Child abuse is cultural


Almost 40 years ago, I was working in my brother-in-law’s pizza and ice cream shop on the Main Line. (In case you don’t know, this is where a lot of the Philadelphia area’s 1% live.) One day, an older guy came in with his two little grandkids, a boy and a girl. The girl was maybe two or three, the boy about four. The boy was standing on his tip-toes, eager to make his choice.

“Can I help you?” I said, leaning over the counter to see him.

As he opened his mouth, the grandfather hauled off and slapped the kid so hard, his head hit the floor. “I said, ladies first!” he roared. Well. I wasn’t about to let this pass.

“How dare you hit that child?” I said, coming from behind the counter to yell at him. I called him a bunch of names (“sick, twisted old fuck” seems to ring a bell) and told him if he hit the kid again, I would call the police.

After he left in a huff, my brother-in-law told me he was the CEO or president (I forget what) of Sun Oil, which was headquartered nearby.

“I don’t care who he is,” I said. “You don’t get to hit children like that.”

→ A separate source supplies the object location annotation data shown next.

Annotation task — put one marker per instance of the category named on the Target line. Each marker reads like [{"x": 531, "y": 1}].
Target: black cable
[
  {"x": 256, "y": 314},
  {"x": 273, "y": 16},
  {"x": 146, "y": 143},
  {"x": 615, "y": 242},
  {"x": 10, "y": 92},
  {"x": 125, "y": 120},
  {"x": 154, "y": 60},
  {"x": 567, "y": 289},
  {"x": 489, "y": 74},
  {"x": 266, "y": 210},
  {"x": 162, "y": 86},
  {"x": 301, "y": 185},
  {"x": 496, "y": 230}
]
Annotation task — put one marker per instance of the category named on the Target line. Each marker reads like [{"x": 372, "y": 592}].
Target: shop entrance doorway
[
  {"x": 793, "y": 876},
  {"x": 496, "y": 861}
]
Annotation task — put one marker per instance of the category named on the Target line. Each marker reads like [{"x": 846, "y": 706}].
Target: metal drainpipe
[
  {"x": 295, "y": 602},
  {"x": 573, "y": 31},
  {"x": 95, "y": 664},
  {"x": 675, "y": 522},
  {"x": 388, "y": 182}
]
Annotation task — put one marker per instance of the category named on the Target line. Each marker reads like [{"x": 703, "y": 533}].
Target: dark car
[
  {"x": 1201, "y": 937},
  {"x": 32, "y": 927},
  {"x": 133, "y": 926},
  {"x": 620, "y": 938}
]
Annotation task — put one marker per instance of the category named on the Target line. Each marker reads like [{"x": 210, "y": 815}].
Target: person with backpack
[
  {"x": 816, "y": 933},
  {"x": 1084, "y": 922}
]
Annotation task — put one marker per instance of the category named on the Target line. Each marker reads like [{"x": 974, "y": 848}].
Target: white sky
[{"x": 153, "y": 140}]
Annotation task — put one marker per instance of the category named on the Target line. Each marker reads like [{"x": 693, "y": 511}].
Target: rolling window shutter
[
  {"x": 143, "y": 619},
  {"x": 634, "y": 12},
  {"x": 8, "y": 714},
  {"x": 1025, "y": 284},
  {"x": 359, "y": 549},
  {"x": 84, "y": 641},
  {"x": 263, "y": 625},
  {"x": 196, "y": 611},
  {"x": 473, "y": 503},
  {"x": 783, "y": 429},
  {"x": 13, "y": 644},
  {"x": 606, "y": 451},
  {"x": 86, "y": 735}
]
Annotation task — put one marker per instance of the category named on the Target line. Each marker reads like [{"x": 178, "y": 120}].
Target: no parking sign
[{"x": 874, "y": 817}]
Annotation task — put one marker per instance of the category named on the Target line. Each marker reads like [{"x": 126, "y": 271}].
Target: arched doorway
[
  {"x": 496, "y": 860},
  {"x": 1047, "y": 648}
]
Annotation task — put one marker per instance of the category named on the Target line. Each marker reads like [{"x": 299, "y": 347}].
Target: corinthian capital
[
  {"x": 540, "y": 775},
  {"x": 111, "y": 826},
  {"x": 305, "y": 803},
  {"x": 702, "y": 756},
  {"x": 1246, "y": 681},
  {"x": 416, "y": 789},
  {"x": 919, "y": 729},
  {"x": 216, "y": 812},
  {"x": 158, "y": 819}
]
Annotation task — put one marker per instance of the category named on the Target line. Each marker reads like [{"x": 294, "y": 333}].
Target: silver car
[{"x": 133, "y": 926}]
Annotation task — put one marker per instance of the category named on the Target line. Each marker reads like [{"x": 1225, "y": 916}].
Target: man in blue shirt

3 thoughts on “Child abuse is cultural

  1. Type A personalities have a “my way or the highway” mentality. Most of our fearless leaders in government, the private sector and in the military are Type-A people. When they don’t get their way they strike out. As in knocking a kid to the floor or by dropping bombs on people. Maybe the time has come to put the Type B folks in charge for awhile? Or maybe it’s time that we just got rid of all of the leaders and run the show ourselves?